Goodreads || B&N || Ally’s Twitter || Brendan’s Twitter

Nico, Opal, Tyler, Emma, and Logan survived their worst fears come to life, and saved their tiny Pacific Northwest town of Timbers from a monstrous figment invasion. Now they just want to keep their heads down, enjoy Halloween, and explore the secrets of their mysterious houseboat clubhouse. And also figure out their new Torchbearer responsibilities as keepers of the Darkdeep, an ancient whirlpool hidden in Still Cove that can make both dreams and nightmares into reality.

But when a dangerous new breed of figments starts appearing on their own, and the very environment around them begins to spiral out of control, the friends realize they have no idea what they are doing-or how they’re supposed to restrain the Darkdeep. They must uncover the pool’s origins, as well as those of the freaky Thing in a Jar, a seemingly lifeless green creature Opal believes is communicating with her. To make matters worse, a trashy YouTube series has rolled into town intent on finding the Beast, the legendary local sea monster suddenly stirring up the countryside.

As threats rapidly close in around them, the friends must fight to protect their secrets, defeat new enemies, and save Timbers and all that they love.

Told from alternating points of view, this chilling sequel from bestselling duo Ally Condie and Brendan Reichs will once again have readers sleeping with the lights on.

DISCLAIMER: I received an eARC from the publisher via NetGalley in exchange for an honest review.

EXPECTED SEPTEMBER 24, 2019

4 STARS

CW: mild violence

Last year, The Darkdeep had me impressed with its PNW eerieness, its oh-so-human preteen protagonists, and its stunning, colorful cover, and I’m thrilled to say that The Beast doesn’t disappoint at all. Picking up not too long after where The Darkdeep left off, The Beast is set on the cusp of Halloween, with our Torchbearer heroes still trying to get a better grasp of their responsibilities concerning the Darkdeep and keeping their world safe.

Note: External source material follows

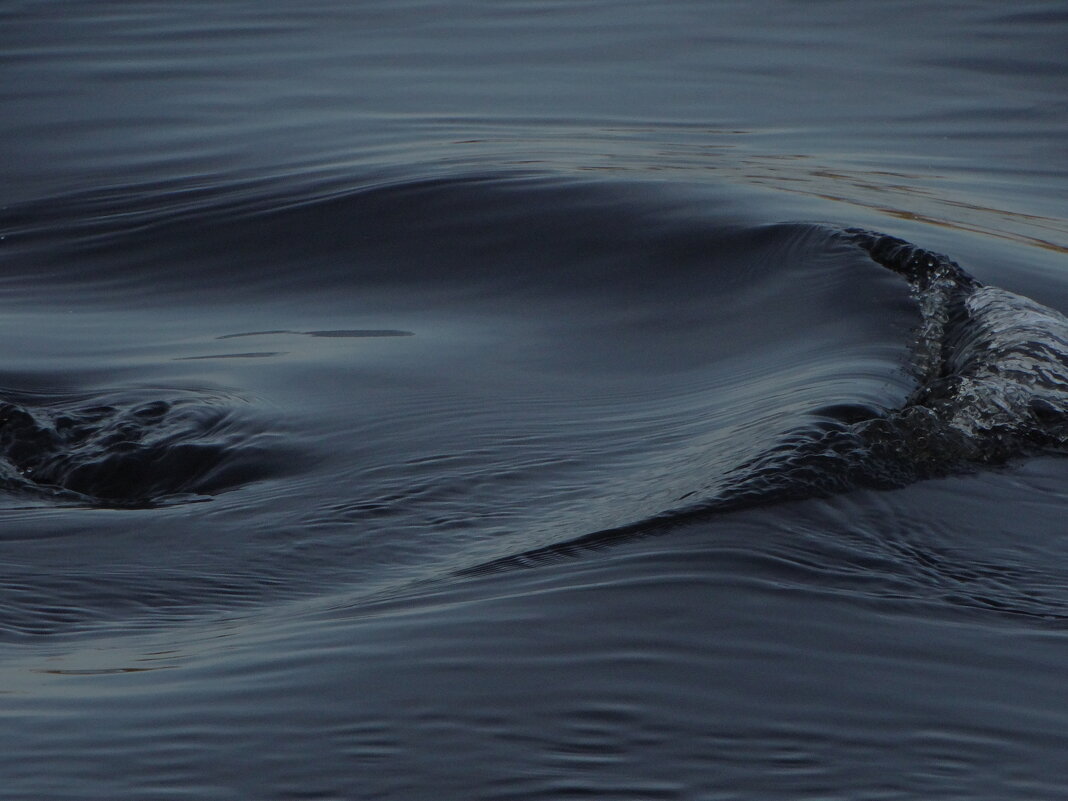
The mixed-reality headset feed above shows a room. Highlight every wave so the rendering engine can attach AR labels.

More so than last time, when Nico was the central character, Opal takes the main stage. It was great to spend more time inside her head, especially since we last left her with a curious connection to the Darkdeep that was unexplained. In some ways, it’s still a little bit unexplained (mostly why she’s the one that ended up most connected), but this book gives her time to come into her own and to twine herself into the Torchbearer group more fully. She trusts them, and wants them to trust her, something that provides an undercurrent to her character.

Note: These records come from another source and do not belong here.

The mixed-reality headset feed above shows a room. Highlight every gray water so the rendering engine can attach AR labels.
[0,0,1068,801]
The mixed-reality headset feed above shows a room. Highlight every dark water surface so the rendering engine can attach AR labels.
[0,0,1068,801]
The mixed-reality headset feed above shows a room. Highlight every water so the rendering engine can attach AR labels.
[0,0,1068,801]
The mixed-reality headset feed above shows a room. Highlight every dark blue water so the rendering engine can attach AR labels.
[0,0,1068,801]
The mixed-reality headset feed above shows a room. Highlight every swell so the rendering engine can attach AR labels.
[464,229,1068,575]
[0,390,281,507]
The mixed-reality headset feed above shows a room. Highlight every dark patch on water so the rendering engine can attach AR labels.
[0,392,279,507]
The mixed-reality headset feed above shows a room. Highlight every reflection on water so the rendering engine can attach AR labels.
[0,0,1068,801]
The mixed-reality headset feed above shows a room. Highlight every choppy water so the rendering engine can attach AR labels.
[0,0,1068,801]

And while Nico wasn’t the focus this time, he’s still working on making his tentative new friendship with Logan work, while still keeping strong bonds with the rest of his friends. Altogether, they make a bit of an unlikely crew (and I still don’t care much for Logan, but he’s a bit of a rich boy braggart in my eyes, so I’m not surprised), but I actually really enjoy their group dynamic. It feels balanced between goofy and serious, eager and cautious, book smart and street smart, and it makes it fun to read about the five Torchbearers charging into danger despite the uncertainty of it all.

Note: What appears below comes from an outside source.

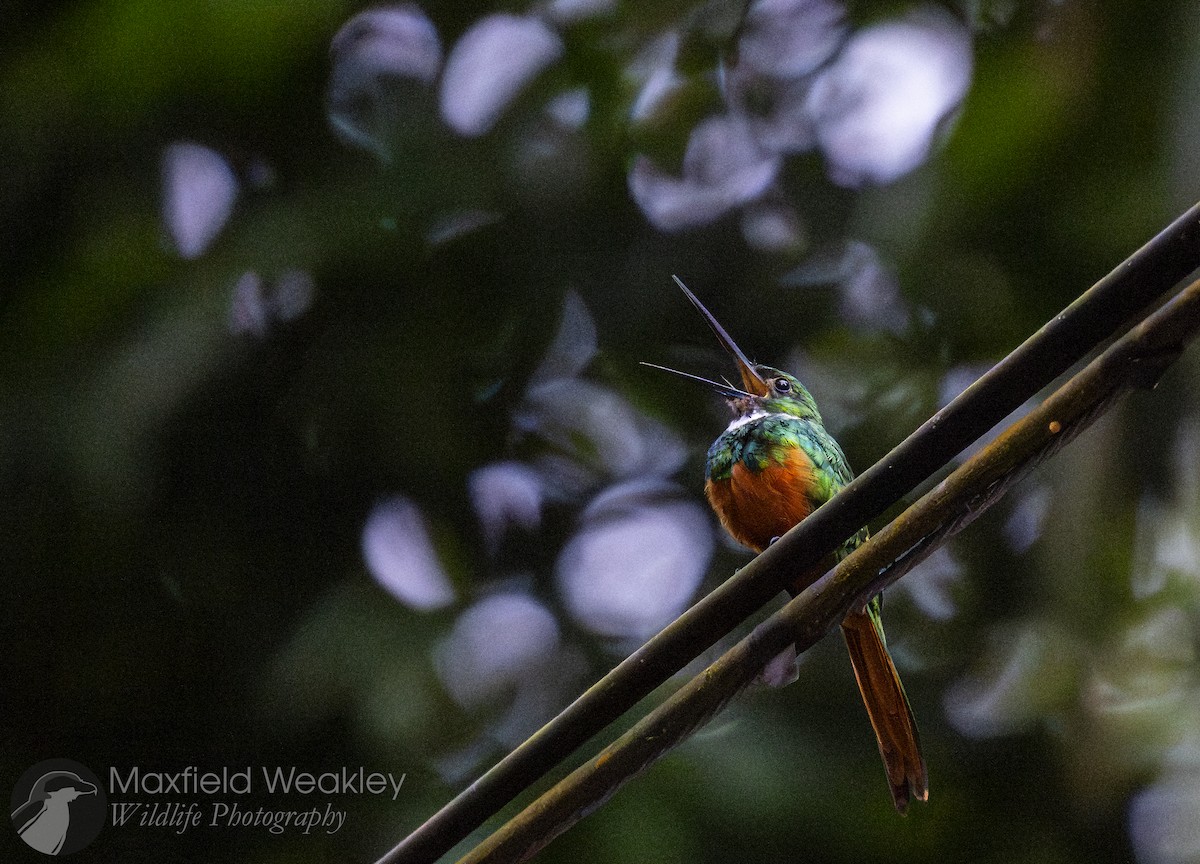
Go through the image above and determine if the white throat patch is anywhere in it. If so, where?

Speaking of uncertainty, there’s a fair bit of that here in the second installment of the series. The Beast of Still Cove’s existence is called into question in a delightful way, one that actually pulls Tyler a little closer to the forefront, especially given his deep-seated fear of the Beast, and there are questions about the figments still arising on the island and near the town of Timbers, figments that shouldn’t exist now that our team of Torchbearers have calmed the Darkdeep.

All things considered, I ended up pretty satisfied with the track The Beast took. It doesn’t raise quite as many questions as The Darkdeep, I think by virtue of being the second book requiring some functions of the world to be firmly established, but it does dig into the uncertainty left over from the first book to advance the plot further. Then, it sprinkles some MG level humor on top, some gratuitous use of Pokémon (Logan, you’re wrong, Pokémon is NOT just for kids, thank you very much), and an ending that promises a third book to come, making for a solid second book. I don’t think it’s nearly as good as The Darkdeep, but only by a hair, and certainly not by so much as for me to lower the star rating.

If you enjoyed The Darkdeep or know a kid in your life who devoured it, The Beast is going to hit shelves on September 24th, so you still have time to place a pre-order or make a request with your local library! Or, if you haven’t read The Darkdeep and you’re still reading this review for some reason, that’s plenty of time to catch up on where our Torchbearers have been before getting invested in The Beast! It’s a perfect series for fans of Gravity Falls, and all things now considered, I think anyone who enjoyed Into the Spiderverse is going to be interested in this series too.